Me concedo eso, se dijo a sí misma sonriendo un poco. Mi madre siempre pensó que no sería capaz de hacer nada que valiera la pena, pero para mí escapar lo valió. Puede que esté aquí ahora, con mi vida pendiendo de un hilo, pero incluso así, valió la pena.

Dejó pasear sus ojos por el enorme cuerpo del hombre de hielo. Hasta posarse en sus ojos.

La respiración se le atoró en la garganta cuando encontró sus ojos abiertos y mirándola. Sintió como el calor se le subía al rostro al haber sido descubierta observándolo, quizás más de lo que alguna vez se permitió.

Él tomó una respiración, pero no se movió, ella tampoco lo hizo. Solo se quedaron así, mirándose. Katerine se vio en la necesidad de aferrarse a la piel que la cubría sintiéndose avergonzada.

Hombre salvaje, deja de mirarme. Pensaba sin parar.

Sin darse cuenta en algún momento lo soltó en voz alta, el hombre de hielo al escucharla parpadeó con curiosidad.  A Katerine le pareció tierna su expresión confusa.

—Hola —dijo de manera formal, su voz sonó ronca—. Me llamo Katerine.

Él la observó, observaba su boca. Entonces abrió la suya y Katerine se preparó para escuchar su voz. El sonido que salió de él fue casi inentendible, como un ronroneo alargado.

—In —murmuró él más alto—. In.

Katerine se rió divertida. Él solo había tomado el último sonido de su nombre.

—¿Cómo te llamas tú? —le preguntó—, no creo que “Demonio blanco” o “niño de la montaña” sea un nombre.

Él reaccionó rápido, Katerine lo vio como un borrón venir hacia ella cuando sintió que la montaña comenzaba a sacudirse.

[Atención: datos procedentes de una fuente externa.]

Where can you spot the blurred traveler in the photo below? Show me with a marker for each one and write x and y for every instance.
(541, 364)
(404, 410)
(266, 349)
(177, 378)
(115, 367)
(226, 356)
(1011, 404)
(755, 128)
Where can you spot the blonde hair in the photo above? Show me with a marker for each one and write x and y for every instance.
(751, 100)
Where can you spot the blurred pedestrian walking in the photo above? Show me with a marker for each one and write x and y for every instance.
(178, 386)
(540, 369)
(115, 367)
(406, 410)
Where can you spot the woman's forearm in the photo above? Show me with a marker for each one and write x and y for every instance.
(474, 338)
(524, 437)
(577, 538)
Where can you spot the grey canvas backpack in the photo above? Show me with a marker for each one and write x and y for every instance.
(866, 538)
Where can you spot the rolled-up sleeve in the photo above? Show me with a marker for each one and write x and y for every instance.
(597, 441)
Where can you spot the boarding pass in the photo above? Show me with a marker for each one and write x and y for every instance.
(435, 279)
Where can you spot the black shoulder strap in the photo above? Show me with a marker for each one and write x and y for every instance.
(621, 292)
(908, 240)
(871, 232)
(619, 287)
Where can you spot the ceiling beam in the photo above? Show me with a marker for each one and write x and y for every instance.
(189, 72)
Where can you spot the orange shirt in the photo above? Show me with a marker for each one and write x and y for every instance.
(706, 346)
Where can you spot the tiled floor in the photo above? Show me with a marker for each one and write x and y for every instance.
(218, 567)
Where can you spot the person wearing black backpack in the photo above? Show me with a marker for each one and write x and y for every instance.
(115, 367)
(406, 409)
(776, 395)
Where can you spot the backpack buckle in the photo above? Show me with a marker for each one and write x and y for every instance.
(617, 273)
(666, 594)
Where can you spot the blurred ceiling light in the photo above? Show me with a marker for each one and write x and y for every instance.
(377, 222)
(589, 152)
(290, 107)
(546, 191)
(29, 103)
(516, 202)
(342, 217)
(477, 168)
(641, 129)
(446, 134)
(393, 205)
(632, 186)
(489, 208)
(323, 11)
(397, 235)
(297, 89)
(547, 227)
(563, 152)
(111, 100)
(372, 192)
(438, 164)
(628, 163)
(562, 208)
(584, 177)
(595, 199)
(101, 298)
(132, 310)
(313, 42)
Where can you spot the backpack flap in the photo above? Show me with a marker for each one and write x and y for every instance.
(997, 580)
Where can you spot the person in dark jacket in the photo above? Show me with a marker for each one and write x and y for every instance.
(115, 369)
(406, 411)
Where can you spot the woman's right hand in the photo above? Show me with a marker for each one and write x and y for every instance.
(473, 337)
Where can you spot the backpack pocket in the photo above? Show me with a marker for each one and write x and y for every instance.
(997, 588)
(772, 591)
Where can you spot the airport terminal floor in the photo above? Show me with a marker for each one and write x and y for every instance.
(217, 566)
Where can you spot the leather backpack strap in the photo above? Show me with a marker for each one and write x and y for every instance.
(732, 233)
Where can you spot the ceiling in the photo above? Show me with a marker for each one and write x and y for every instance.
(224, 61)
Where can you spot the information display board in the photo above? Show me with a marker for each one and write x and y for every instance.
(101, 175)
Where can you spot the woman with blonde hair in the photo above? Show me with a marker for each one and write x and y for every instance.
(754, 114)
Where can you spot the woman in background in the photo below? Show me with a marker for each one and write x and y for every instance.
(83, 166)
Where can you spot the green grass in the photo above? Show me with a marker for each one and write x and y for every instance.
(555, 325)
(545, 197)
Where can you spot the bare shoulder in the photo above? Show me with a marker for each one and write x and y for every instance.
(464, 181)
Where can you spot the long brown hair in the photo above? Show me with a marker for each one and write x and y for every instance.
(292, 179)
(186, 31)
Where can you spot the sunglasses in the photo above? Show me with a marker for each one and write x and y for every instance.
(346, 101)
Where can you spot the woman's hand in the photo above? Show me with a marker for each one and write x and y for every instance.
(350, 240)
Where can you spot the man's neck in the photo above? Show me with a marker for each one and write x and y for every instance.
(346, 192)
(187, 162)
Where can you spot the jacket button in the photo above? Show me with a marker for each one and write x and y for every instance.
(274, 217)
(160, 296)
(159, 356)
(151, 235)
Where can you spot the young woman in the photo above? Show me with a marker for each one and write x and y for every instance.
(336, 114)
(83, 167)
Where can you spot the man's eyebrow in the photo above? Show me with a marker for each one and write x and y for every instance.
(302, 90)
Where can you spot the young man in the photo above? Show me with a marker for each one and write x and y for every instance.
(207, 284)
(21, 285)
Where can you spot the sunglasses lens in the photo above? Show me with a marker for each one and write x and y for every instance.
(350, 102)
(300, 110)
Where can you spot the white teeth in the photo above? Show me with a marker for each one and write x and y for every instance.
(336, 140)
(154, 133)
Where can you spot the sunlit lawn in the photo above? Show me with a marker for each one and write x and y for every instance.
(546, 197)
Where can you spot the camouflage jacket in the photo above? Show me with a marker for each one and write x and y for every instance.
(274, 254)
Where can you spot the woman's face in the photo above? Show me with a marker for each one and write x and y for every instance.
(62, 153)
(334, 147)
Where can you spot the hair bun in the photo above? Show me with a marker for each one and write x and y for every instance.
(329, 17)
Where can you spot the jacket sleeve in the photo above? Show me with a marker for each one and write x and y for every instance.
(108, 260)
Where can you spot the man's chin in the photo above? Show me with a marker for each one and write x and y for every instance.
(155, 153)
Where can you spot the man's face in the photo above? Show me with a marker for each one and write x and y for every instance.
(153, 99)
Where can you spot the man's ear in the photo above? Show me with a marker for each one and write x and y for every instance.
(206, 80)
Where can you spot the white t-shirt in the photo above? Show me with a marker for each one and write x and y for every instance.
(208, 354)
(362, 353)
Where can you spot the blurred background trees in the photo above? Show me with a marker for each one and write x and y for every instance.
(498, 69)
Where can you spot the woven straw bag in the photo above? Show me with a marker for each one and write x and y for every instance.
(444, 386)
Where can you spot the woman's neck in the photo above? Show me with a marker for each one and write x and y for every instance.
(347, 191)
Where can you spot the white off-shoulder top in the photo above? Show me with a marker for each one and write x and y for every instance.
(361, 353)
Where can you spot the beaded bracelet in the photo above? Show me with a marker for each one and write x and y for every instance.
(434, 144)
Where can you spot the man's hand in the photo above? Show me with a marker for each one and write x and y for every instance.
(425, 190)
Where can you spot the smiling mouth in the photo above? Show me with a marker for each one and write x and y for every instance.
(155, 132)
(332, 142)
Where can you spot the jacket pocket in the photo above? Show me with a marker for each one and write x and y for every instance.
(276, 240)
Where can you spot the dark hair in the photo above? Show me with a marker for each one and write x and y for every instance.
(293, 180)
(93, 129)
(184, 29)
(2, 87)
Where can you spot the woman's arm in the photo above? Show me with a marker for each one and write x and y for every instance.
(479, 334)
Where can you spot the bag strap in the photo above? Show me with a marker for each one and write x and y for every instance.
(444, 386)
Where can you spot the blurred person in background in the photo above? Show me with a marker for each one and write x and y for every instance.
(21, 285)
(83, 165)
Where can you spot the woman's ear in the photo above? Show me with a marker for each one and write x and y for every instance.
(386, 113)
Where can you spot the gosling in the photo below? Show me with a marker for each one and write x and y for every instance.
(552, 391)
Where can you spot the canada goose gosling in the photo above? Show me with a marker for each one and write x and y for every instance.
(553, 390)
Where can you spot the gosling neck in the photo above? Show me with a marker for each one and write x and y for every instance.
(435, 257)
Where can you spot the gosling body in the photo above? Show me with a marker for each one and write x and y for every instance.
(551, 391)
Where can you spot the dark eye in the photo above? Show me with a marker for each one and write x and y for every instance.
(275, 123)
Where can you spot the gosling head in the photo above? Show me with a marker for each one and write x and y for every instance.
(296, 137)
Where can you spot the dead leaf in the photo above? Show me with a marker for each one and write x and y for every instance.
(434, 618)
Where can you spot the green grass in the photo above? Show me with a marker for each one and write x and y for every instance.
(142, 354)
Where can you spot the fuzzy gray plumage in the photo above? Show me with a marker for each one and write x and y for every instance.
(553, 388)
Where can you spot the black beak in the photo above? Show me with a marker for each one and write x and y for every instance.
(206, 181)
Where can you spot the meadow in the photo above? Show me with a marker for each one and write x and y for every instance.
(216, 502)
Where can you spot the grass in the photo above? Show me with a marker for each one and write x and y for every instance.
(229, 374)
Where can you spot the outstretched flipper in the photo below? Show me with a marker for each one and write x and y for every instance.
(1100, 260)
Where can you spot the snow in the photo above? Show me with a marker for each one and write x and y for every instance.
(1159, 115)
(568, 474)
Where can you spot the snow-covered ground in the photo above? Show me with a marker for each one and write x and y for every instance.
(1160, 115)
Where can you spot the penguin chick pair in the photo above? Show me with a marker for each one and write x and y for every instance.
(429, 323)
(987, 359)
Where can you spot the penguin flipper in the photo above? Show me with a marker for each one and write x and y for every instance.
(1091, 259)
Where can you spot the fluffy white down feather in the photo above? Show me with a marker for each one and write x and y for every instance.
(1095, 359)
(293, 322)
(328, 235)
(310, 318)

Cerró sus ojos con fuerza sin saber a lo que se estaba enfrentando. No entendía que estaba sucediendo o por qué. De un momento a otro todo paró.

Katerine abrió sus ojos temerosa pero como muchas otras veces, se encontró con el rostro del hombre de hielo a solo centímetros del suyo. Él estaba sobre ella, sin tocarla, sosteniéndose con sus rodillas y manos. Cuando sus respiraciones chocaron bruscas él se apartó.

Ella quiso preguntarle qué diablos había sucedido, pero antes de que las palabras salieran de su boca, él movió su mano y le hizo una seña.

Silencio.

Katerine solo pudo asentir aturdida, sus ojos se desviaron a la pequeña fogata extinguiéndose, no sabía cómo o por qué. Se movieron hacia ella al mismo tiempo, ambos intentando que la única llama de fuego no se apagara. Pero fue inevitable, un soplido travieso recorrió la cueva como acariciándola y sin contemplaciones se robó la última llama.

La oscuridad vino acompañada por el espíritu juguetón del frío, Katerine lo sintió advirtiendo a su piel que lo que vendría no sería bonito.